The species which by definition has zero standard enthalpy of formation at 298K is :
(A) $B{{r}_{2}}(g)$
(B) $C{{l}_{2}}(g)$
(C) ${{H}_{2}}O(g)$
(D) $C{{H}_{4}}(g)$

Answer 1

Hint: The definition of standard state conditions specifies 1 atm of pressure, that liquids and gases be pure, and that solutions be at 1 M concentration. Temperature is not specified, although most tables compile data at 25 degrees C (298 K).

Complete step by step answer:
To know which of the following options have zero standard enthalpy of formation at 298K, we will consider each option one by one.
Considering option (A), $B{{r}_{2}}(g)$. Bromine is not gas at room temperature. It is in liquid form at 298K. Boiling point of Bromine is 331.8K, it will be gas above this temperature, therefore, its standard enthalpy of formation at 298K will not be zero.

Considering option (B), $C{{l}_{2}}(g)$. Chlorine is gas at room temperature. Boiling point of Chlorine is 238.96K. Therefore, its standard enthalpy of formation at 298K will be zero.

Considering option (C), ${{H}_{2}}O(g)$. Water is not gas at room temperature. It is in liquid form at 298K. Boiling point of Water is 373K, it will be gas above this temperature, therefore, its standard enthalpy of formation at 298K will not be zero.

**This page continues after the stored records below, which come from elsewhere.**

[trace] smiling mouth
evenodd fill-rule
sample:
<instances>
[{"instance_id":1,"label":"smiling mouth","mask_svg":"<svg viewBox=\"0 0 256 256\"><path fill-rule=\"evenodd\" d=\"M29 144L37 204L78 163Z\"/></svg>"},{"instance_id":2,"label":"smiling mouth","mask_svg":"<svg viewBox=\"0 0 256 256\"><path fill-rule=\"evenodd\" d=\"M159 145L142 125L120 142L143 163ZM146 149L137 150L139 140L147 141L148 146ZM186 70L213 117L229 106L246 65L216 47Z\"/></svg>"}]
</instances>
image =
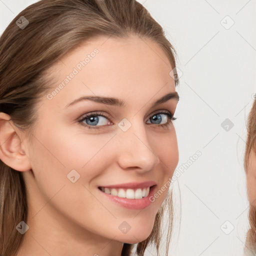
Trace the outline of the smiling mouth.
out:
<instances>
[{"instance_id":1,"label":"smiling mouth","mask_svg":"<svg viewBox=\"0 0 256 256\"><path fill-rule=\"evenodd\" d=\"M156 186L136 189L122 188L108 188L102 186L99 186L98 188L106 194L118 198L126 198L127 199L142 199L148 196L152 188Z\"/></svg>"}]
</instances>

Considering option (D), $C{{H}_{4}}(g)$. Methane is gas at room temperature. But its standard enthalpy of formation is in negative and not zero.
So, the correct answer is “Option B”.

Note: The standard enthalpy of formation is a measure of the energy released or consumed when one mole of a substance is created under standard conditions from its pure elements. STP stands for Standard Temperature and Pressure. It is defined to be 273 K (0 degrees Celsius) and 1 atm pressure (or 105 Pa).